On March 12, 2014, the Ponemon Institute released its Fourth Annual Study on Patient Privacy & Data Security.The study reveals the results of research and interviews with nearly 100 healthcare organizations subject to HIPAA as covered entities. According to the study, respondents that suffered data breaches incurred an average of $2 million in losses related to the breach over a two-year period.
Covered entities, business associates, and other entities in the healthcare space should be mindful of these key findings:
- Employee Negligence Viewed as Largest Security Risk: Participating organizations expressed the most concern about employee negligence (e.g. misplaced computing device, employee mistake). Other security concerns included (1) use of public cloud services; (2) mobile device security; and (3) cyber attackers.
- Organizations Increasingly Allow Employees to Use Personal Mobile Devices: Notwithstanding the concern around employee negligence, the study revealed that 88% of respondents permitted employees to use their own mobile devices to connect to the organization’s networks or enterprise systems. At the same time, most of these organizations are skeptical of the security of such personal devices.
- Increased Risk Associated with Implementation of Affordable Care Act: Respondents expressed concerned about the potential risks associated with the increased exchange of information necessitated by the Affordable Care Act. Respondents highlighted security issues associated with the (1) exchange of patient information between healthcare providers and the government; (2) the storage of patient data on potentially insecure databases; and (3) the patient registration on potentially insecure websites.

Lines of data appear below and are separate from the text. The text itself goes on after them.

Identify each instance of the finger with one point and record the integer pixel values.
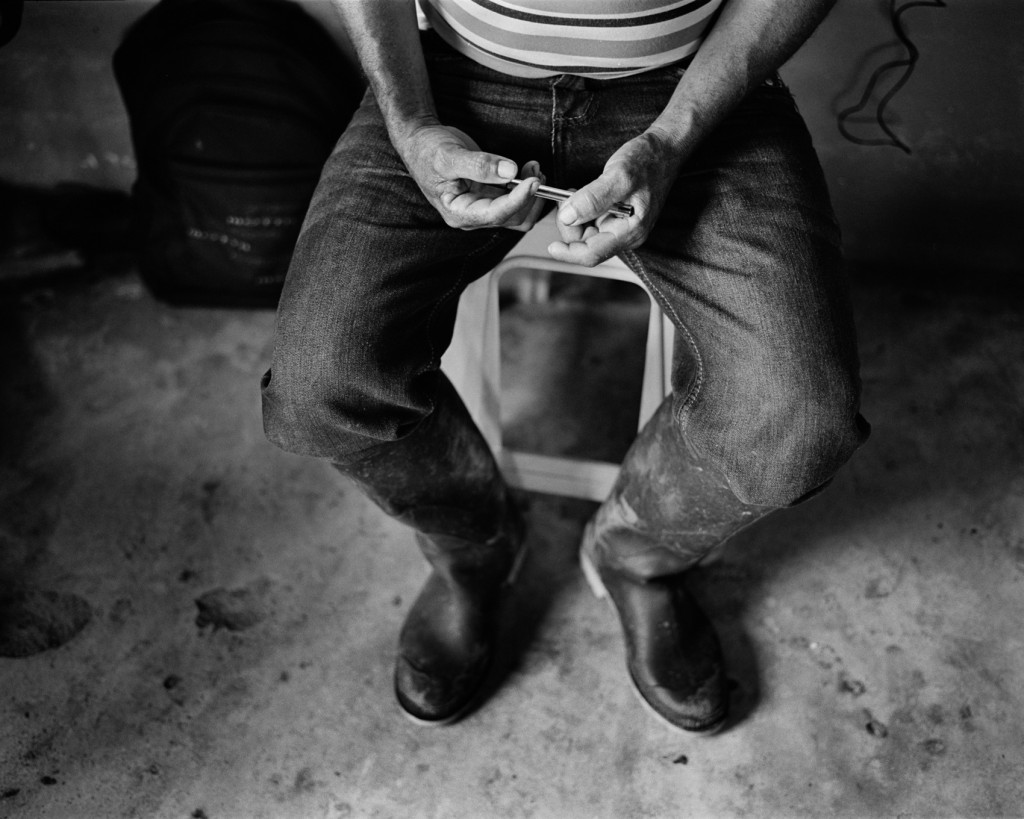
(594, 200)
(527, 217)
(481, 209)
(477, 166)
(594, 248)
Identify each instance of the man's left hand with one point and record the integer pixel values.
(640, 173)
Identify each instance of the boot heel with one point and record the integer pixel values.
(513, 574)
(592, 575)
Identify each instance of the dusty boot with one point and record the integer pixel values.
(666, 512)
(443, 482)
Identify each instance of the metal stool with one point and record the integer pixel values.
(473, 365)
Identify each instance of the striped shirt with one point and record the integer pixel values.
(603, 39)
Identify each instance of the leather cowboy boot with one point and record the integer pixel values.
(442, 480)
(666, 512)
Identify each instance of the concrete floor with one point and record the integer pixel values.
(226, 613)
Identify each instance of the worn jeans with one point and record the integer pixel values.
(744, 260)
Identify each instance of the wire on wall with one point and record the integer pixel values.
(907, 63)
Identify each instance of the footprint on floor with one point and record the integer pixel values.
(35, 620)
(233, 609)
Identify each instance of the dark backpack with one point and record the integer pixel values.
(233, 108)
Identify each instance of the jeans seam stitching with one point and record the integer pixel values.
(637, 264)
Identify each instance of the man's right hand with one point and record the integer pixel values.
(466, 185)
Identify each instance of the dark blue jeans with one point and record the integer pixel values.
(744, 259)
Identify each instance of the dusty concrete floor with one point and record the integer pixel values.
(238, 606)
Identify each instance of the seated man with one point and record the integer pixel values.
(672, 106)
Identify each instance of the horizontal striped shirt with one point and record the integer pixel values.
(591, 38)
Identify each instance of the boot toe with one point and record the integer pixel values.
(432, 697)
(701, 708)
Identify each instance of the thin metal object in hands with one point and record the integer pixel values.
(560, 195)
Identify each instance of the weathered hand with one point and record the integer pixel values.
(466, 185)
(640, 173)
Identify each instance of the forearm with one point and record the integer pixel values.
(387, 41)
(750, 40)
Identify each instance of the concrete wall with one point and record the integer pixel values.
(956, 202)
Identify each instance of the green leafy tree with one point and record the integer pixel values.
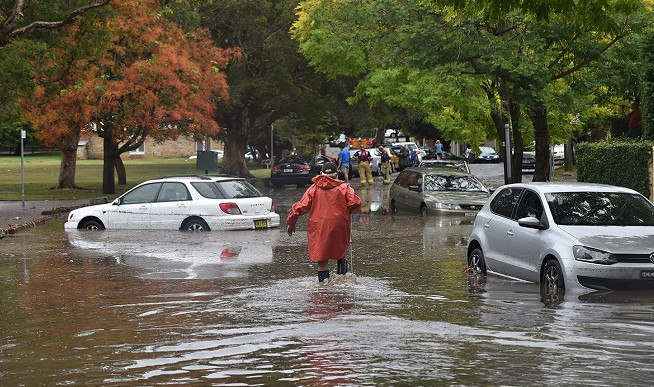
(470, 66)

- Increased Risk Associated with Participation in Accountable Care Organization: Likewise, respondents expressed concern over the exchange of patient health information in Accountable Care Organizations, with some participating respondents experiencing an increase in unauthorized disclosure of protected health information.
- Lack of Trust in Third-Party Vendors and/or Business Associates: Respondents lack confidence in the ability of third-parties or business associates to maintain adequate data security procedures.
- Criminal Attacks on Healthcare Organizations Have Increased by 100% Since 2010: Though insider negligence remains the highest risk, criminal threats are rising rapidly.
- Organizations Are Knowingly Not Compliant with the HIPAA Final Rule: 49% of respondents also acknowledged lack of compliance with the HIPAA Final Rule, with the most significant issue being a failure to comply with HIPAA’s post-incident risk assessment requirement.
Data breaches can cripple a healthcare organization, so it is important for those in this space to remain aware of the risks and implement policies and procedures to mitigate those risks. Among other things, covered entities and business associates should consider (1) reviewing and revising internal policies and procedures to adequately cover privacy and data security issues; (2) ensuring all employees and agents are sufficiently apprised of privacy and data security policies; (3) conducting regular audits to ensure compliance; (4) revising or creating a post-breach plan that can be quickly deployed in the event of a breach; (5) sufficiently vetting any third parties who may be exposed to PHI, prior to retaining the services of those third parties; (6) adequately allocating risk in third-party vendor agreements; and (7) reviewing and/or acquiring insurance coverage.